How else can I explain the effect that recital had on me? Netrebko made my modest Queens studio feel like an opera house. I burned, I pined, I very nearly perished. By the end of the 90-minute program, if I’d had a bouquet in the house I would have thrown it at the iPad.

It’s been more than a year since Netrebko last sang in New York, and less than six months ago she was hospitalized with COVID-19 related pneumonia, so it’s a particular pleasure to relate that she was in stupendous voice Saturday afternoon, with nary a scratch or a ding across two octaves of voluptuous tone.

For whatever reason (the intimate nature of the songs she programmed, or possibly the lesser demands of singing with piano instead of full orchestra), Netrebko adopted for most of the presentation a lighter vocal placement than we’ve heard from her lately. In general she sounded remarkably fresh for a soprano more than a quarter century into her career.

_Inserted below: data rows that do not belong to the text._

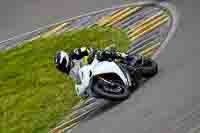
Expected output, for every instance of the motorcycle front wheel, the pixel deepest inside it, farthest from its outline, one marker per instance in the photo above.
(114, 91)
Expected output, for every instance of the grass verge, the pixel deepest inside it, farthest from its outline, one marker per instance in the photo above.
(33, 94)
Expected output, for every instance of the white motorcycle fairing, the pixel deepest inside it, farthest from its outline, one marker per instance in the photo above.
(88, 71)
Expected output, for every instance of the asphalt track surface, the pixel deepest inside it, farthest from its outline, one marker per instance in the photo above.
(168, 103)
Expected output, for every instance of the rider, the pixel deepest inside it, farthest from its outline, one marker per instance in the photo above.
(71, 62)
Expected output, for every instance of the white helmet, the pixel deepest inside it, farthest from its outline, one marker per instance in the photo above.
(62, 61)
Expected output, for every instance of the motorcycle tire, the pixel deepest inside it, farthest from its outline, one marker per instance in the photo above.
(99, 90)
(149, 68)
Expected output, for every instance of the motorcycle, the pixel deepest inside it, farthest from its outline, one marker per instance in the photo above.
(113, 80)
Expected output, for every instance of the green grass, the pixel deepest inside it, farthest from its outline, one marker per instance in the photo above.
(33, 94)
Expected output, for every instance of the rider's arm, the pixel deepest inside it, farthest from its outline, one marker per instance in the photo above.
(79, 53)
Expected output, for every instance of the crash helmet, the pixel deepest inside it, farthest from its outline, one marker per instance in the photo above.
(62, 61)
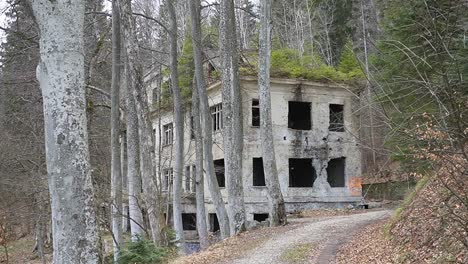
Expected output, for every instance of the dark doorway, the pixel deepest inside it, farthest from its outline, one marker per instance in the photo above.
(189, 221)
(260, 217)
(258, 172)
(219, 171)
(214, 224)
(301, 173)
(335, 172)
(299, 115)
(336, 118)
(255, 113)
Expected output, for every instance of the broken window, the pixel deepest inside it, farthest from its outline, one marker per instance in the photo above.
(336, 118)
(189, 221)
(260, 217)
(255, 113)
(188, 178)
(219, 170)
(301, 173)
(194, 173)
(217, 116)
(299, 115)
(192, 128)
(336, 172)
(155, 95)
(167, 179)
(258, 172)
(167, 134)
(214, 223)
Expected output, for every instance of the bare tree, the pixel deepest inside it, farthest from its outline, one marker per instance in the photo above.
(232, 116)
(275, 197)
(205, 119)
(135, 87)
(133, 170)
(116, 176)
(199, 179)
(179, 130)
(61, 77)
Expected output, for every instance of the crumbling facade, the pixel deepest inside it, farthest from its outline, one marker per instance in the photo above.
(316, 145)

The recital was a slightly more intimate version of a program the soprano sang at Carnegie Hall a little over two years ago, an eclectic selection of songs about day and songs about night. An opening gaggle of Rachmaninoff songs both established a daylit mood and provided a reminder of just how deliciously easy Netrebko sounds singing in her native Russian. Also most pleasing is the alchemy by which the singer, on the cusp of 50, transforms herself into a young girl through this music.

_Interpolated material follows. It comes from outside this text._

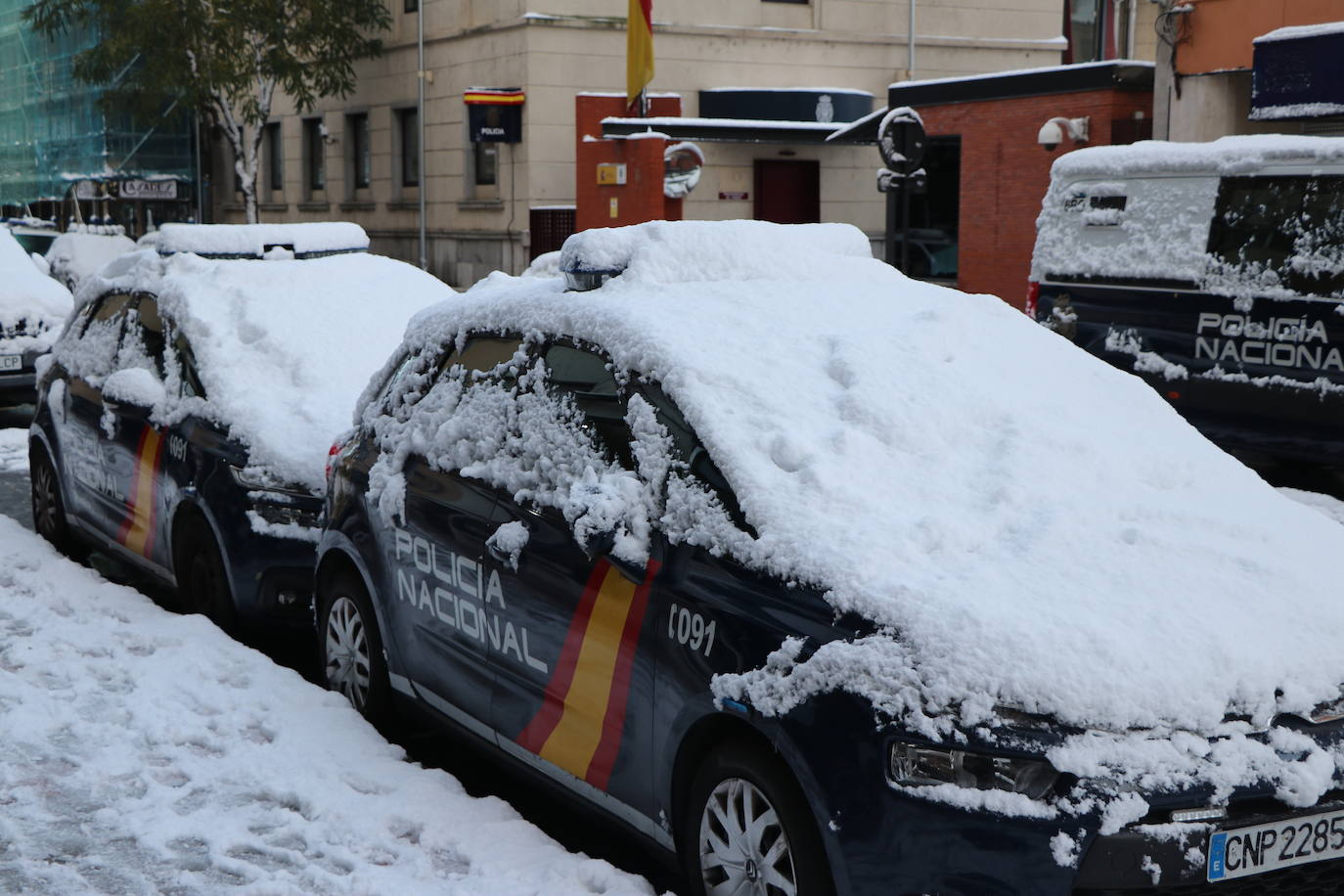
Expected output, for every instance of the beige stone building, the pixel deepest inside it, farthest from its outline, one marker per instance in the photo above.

One of the few bumps along the way in this program was Richard Strauss’s “Morgen!” Netrebko seemed to narrow down her rich tone a bit too much here, resulting in one of the afternoon’s few examples of wayward intonation. On the other hand, her resolutely straightforward approach to this and other overly familiar art songs was refreshing.

This part of the program built quite organically, I thought, to the aria “Depuis le jour” from Charpentier’s opera Louise. Within a few measures it became apparent Netrebko could vault with confidence the piece’s many technical hurdles, so it was a delight to settle back and experience her slightly oblique emotional take on the piece. As written, the aria is a young woman’s recollection of her first romantic experience, but Netrebko’s slowish tempo and shimmering soft high notes suggested the the reminiscence was taking place later in life, with just a hint of regret seasoning the nostalgia.

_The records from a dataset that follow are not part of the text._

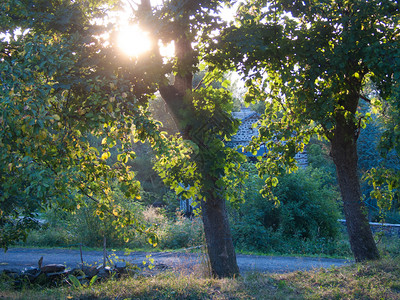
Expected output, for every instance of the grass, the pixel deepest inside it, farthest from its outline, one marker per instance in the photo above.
(372, 280)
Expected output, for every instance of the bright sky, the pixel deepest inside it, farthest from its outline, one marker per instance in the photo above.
(135, 42)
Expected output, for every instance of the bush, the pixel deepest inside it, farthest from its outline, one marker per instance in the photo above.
(304, 222)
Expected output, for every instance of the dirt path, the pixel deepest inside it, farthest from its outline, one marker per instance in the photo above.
(19, 258)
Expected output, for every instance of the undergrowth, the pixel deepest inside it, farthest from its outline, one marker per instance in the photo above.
(372, 280)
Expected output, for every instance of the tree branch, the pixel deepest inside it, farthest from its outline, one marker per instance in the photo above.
(365, 98)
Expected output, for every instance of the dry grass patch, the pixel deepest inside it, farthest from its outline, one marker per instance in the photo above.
(373, 280)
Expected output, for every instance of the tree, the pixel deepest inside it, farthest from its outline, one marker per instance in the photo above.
(309, 62)
(203, 117)
(60, 85)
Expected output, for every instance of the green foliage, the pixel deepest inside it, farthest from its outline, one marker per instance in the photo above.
(304, 222)
(59, 87)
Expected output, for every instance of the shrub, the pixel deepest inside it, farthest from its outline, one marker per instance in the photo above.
(305, 220)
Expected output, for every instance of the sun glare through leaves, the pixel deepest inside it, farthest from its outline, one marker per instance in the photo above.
(133, 41)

Netrebko Anna Bolena Coppia Iniqua

Closing the “Day” portion with a “Mattinata” climaxing with skin-tingling high B’s, Netrebko launched the emotionally dark “Night” segment with mezzo-soprano Elena Maximova with a portentous duet from Tchaikovsky’s Queen of Spades.

Netrebko Anna Traviata

This section was a sort of collage of the various moods of love gone wrong, most notably in “Nights of Delirium,” in which Netrebko damped down her tone into a sort of melodic moan. What she conveyed was something deeper than sorrow: this was despair.

Netrebko Anna Husband

The program played handsomely in the unlikely venue of Vienna’s Spanish Riding School, with restrained camera movement adding a touch of movement to what otherwise were quite static visuals. Netrebko was accompanied by pianist Pavel Nebolsin, who provided vibrant, opulent tone precisely correct to support her ecstatic vocalism.

Netrebko Anna Schedule

The Polar Music Prize 2020 is awarded to Russian operatic soprano Anna Netrebko. Star quality has a deeper meaning in the opera world. Being a virtuoso vocalist is not enough. As an art form, opera is also about capturing the audience’s attention. No one in the modern era does that better than opera diva Anna Netrebko. As a reviewer put it, she defines the word ‘extra’. With her magnificent voice and glowing charisma, she is a larger-than-life singer who keeps the classics alive, sells out every performance and also catches the attention of audiences new to opera; Anna Netrebko opens doors. She was the first classical musician to be included in Time Magazine’s ‘The Top 100 Most Influential People’. When Anna Netrebko performs, it’s impossible to look away.